Harpa, l'opéra flottant © Ragnar_Th._Sigurdsson

Monter à bord d’Harpa, l’opéra flottant: L’opéra de Reykjavik est son coeur culturel où l’on peut voir tous les spectacles, de la philharmonie au stand-up. Il émerge comme un iceberg dans le port, non loin de l’endroit où a débarqué en 874 Ingolfur Arnarson, le premier colon. Recouverte de milliers de panneaux de verre, sa forme cubique est une allusion à la roche basaltique. Une prouesse architecturale que les Islandais ont failli ne jamais voir, en raison de la crise qui s’est abattue sur le pays en 2008.

Hallgrimskirkja la cathédrale design

Hallgrimskirkja la cathédrale design © Getty Images

Se mesurer à Hallgrimskirkja la cathédrale design: Blanche comme les glaciers, elle surplombe toute la ville du haut de ses 75 mètres.

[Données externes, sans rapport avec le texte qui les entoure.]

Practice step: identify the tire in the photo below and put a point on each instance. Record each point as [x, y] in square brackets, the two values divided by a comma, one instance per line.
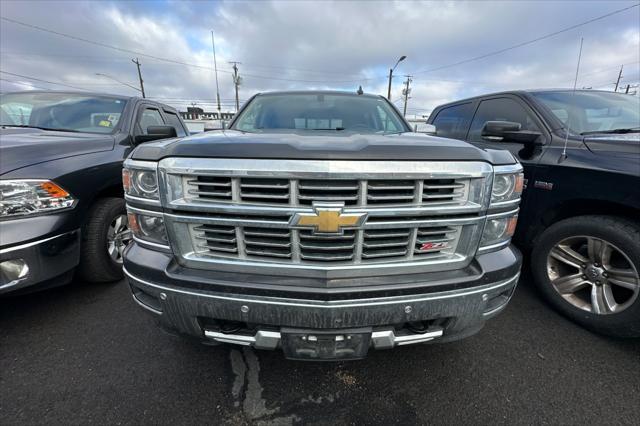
[594, 262]
[96, 262]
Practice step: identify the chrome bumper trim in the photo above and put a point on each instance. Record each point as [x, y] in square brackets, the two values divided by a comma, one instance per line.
[33, 243]
[261, 340]
[385, 339]
[354, 303]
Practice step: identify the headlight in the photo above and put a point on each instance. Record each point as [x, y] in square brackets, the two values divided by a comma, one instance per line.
[32, 196]
[507, 187]
[140, 183]
[498, 231]
[148, 228]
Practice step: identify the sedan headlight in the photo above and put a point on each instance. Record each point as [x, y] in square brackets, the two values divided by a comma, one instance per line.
[498, 231]
[148, 228]
[507, 187]
[32, 196]
[140, 183]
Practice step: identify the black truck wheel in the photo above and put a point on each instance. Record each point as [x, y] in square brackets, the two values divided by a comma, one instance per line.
[104, 237]
[587, 268]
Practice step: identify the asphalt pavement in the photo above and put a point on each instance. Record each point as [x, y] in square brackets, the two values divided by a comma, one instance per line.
[86, 354]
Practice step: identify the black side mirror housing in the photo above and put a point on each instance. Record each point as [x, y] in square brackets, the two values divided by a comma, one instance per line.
[511, 132]
[155, 133]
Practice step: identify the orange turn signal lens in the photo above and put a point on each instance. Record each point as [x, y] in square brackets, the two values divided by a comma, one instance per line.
[519, 184]
[133, 223]
[126, 180]
[54, 190]
[511, 226]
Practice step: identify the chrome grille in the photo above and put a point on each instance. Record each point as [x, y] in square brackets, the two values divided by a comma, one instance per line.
[239, 211]
[304, 192]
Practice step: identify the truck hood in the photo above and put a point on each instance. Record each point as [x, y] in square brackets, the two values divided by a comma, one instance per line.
[621, 145]
[21, 147]
[321, 145]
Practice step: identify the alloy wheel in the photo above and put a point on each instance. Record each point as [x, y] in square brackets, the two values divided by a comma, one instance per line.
[593, 275]
[118, 236]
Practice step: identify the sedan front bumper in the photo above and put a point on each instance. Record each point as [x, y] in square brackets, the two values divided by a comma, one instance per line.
[46, 261]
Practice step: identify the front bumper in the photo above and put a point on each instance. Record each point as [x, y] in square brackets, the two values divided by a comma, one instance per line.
[186, 303]
[44, 246]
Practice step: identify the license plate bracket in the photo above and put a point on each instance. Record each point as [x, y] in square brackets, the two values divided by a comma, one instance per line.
[325, 345]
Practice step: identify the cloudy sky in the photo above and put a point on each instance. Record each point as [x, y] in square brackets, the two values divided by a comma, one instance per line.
[309, 44]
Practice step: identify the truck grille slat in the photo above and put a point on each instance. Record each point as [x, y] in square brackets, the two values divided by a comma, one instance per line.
[417, 211]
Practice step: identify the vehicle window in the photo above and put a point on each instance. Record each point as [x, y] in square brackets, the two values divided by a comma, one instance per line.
[61, 111]
[173, 120]
[453, 122]
[387, 122]
[150, 117]
[336, 112]
[501, 109]
[593, 112]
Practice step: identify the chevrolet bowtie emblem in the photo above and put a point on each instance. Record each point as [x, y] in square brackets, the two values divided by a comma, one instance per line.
[328, 219]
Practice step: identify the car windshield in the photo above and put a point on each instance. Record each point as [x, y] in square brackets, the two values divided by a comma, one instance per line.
[319, 111]
[585, 112]
[61, 111]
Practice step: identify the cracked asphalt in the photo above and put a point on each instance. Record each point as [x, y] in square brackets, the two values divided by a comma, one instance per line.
[86, 354]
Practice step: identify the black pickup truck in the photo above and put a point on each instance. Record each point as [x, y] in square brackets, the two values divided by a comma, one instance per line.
[580, 214]
[61, 198]
[321, 224]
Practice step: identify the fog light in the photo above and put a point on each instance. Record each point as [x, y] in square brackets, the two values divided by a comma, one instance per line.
[13, 270]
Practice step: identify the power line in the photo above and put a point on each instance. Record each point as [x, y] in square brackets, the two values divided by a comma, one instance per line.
[546, 36]
[169, 60]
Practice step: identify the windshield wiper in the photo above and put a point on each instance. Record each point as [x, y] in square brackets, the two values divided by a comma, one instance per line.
[612, 131]
[39, 127]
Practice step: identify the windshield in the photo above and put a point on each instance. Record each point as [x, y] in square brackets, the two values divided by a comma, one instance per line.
[61, 111]
[319, 111]
[593, 112]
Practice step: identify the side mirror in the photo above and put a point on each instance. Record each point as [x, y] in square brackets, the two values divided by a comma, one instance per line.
[510, 132]
[155, 133]
[425, 128]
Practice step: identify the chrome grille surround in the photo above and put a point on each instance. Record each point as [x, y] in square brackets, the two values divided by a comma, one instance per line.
[243, 219]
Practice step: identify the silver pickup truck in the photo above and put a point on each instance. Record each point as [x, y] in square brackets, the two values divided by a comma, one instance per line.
[320, 224]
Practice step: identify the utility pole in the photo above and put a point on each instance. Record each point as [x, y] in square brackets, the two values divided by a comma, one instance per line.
[619, 77]
[402, 58]
[406, 92]
[236, 81]
[137, 62]
[215, 68]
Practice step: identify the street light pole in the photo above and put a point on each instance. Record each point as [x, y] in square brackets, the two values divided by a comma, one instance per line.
[406, 92]
[215, 70]
[137, 62]
[402, 58]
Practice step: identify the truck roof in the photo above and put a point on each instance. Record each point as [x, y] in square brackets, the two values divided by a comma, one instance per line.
[96, 94]
[522, 92]
[317, 92]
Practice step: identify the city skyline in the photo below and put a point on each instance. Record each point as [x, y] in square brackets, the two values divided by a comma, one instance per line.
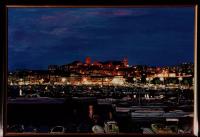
[147, 36]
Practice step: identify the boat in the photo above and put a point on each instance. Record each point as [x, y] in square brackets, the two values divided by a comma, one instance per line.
[97, 129]
[160, 129]
[147, 113]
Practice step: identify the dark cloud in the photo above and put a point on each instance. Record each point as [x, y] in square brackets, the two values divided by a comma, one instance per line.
[153, 36]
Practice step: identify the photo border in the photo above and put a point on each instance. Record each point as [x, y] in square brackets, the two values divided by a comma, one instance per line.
[4, 5]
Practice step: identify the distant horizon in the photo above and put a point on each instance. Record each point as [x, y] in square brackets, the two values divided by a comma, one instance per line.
[18, 69]
[38, 37]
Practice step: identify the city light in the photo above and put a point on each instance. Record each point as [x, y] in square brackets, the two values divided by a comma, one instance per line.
[63, 80]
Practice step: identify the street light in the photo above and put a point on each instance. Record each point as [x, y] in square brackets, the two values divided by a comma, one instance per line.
[63, 80]
[180, 79]
[162, 79]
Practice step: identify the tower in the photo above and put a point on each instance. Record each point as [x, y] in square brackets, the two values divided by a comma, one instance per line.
[88, 60]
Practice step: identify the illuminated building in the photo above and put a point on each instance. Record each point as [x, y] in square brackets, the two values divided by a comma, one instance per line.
[88, 60]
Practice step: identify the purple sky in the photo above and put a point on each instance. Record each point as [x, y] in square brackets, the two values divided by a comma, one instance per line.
[38, 37]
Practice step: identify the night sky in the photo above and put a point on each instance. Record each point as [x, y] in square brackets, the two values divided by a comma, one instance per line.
[38, 37]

Son architecture, taillée comme les orgues basaltiques, rappelle les chutes de Skaftafell dans le sud du pays, et l’intérieur n’a d’égal en pureté et sobriété que les grottes de glace de Vatnajokull. D’appartenance luthérienne, sa lente construction s’est terminée en 1986. On la rejoint du bas de Skólavörðustigur en arpentant les boutiques de laine et de mobilier au design islandais épuré.